At the beginning of the 20th century, a complete skeleton of this lizard was apparently dug up in the Saratov province. But it was not scientists who found it, but peasants. They broke out the blocks with bones and decided to sell them to a glue factory. Such factories

smoked in many peasant areas. They used the remains of cows, horses and goats to make glue, soap and bone meal to fertilize the fields.

They also did not disdain fossil remains. In the Ryazan province, a bone factory once bought four skeletons of big-horned deer for processing.

But only the Saratov men thought of using the completely petrified remains of the lizard for soap. The factory would probably have rejected such a curiosity. However, the skeleton was not taken there. The bones of a mosasaurus were lying in a barn that unexpectedly burned down. Only a few vertebrae remained from the lizard, which eventually fell into the hands of scientists.

Soon, another mosasaurus was found in the Volga region (a shark face, only worse). Fate treated him more kindly.

Soon the whole of Penza was gossiping about the lizard. Rumors circulated one more absurdly than the other, no one understood anything. Someone claimed that they had found the grave of a mammoth and the bones of an ancient man. Someone said that they were digging either sea-

a European frog, or an antediluvian hippopotamus. In one church, a priest preached a sermon that the bones belonged to an ancient beast that did not fit into Noah’s ark.

For the first time, the remains of Russian pterosaurs were discovered by geologist V.G. Khimenkov in the chalk sands near the village of Malaya Serdoba, Penza region.

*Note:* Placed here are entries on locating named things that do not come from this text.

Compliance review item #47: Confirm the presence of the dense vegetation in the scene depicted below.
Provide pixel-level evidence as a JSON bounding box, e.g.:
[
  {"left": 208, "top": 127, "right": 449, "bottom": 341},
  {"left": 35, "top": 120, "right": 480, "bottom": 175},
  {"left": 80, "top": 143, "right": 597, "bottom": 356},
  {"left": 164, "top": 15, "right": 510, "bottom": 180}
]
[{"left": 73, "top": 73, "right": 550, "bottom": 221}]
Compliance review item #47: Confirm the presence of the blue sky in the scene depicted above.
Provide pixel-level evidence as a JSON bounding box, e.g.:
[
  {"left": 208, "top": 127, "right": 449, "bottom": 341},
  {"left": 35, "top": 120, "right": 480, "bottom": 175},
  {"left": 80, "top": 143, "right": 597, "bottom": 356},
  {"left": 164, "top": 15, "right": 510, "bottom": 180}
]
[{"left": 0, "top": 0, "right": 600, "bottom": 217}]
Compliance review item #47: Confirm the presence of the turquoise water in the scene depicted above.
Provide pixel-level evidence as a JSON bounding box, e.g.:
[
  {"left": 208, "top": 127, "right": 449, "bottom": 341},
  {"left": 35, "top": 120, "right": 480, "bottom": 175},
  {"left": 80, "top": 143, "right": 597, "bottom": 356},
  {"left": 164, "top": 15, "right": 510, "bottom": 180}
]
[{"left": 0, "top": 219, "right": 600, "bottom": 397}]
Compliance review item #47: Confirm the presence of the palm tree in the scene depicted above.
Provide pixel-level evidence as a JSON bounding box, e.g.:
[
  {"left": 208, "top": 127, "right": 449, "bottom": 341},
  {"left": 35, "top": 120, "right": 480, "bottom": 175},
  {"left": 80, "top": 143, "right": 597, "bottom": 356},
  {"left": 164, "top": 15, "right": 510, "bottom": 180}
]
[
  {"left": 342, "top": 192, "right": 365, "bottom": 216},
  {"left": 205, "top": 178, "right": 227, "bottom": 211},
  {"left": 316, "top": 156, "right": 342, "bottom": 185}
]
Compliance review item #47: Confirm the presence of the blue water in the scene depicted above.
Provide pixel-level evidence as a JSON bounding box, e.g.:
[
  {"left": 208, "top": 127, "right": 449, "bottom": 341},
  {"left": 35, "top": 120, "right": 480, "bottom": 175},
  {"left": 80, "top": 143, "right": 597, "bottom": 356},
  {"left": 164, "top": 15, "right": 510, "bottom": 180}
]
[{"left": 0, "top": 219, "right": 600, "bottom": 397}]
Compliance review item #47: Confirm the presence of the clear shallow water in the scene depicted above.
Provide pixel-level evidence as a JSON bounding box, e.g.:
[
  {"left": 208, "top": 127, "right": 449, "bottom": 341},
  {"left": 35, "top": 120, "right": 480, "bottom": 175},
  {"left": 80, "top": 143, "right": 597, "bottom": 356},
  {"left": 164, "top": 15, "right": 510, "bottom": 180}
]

They were described by paleontologist N.N. Bogolyubov in 1914.

In the sand near the village of Rasstrigin, Volgograd region A.A. Yarkov collected individual bones of ornithocheiridae - flying dinosaurs of the Cretaceous period, the size of a large eagle.

A fragment of the jaw of an ornithocheirus from the genus Lonchodectes was found near the Melovatka farm in the Volgograd region by members of an expedition of the Paleontological Institute led by E.N. Kurochkina.

Not far from the site of this find, in the vicinity of the former Zakharyevsky mine V.M. Efimov once noticed a huge vertebra the size of a bucket and weighing about 30 kilograms. The bone is very unusual. V.G. Ochev believed that this could be the vertebra of a giant crocodile.

Father Frost and Father From the Sea wish everyone a peaceful life.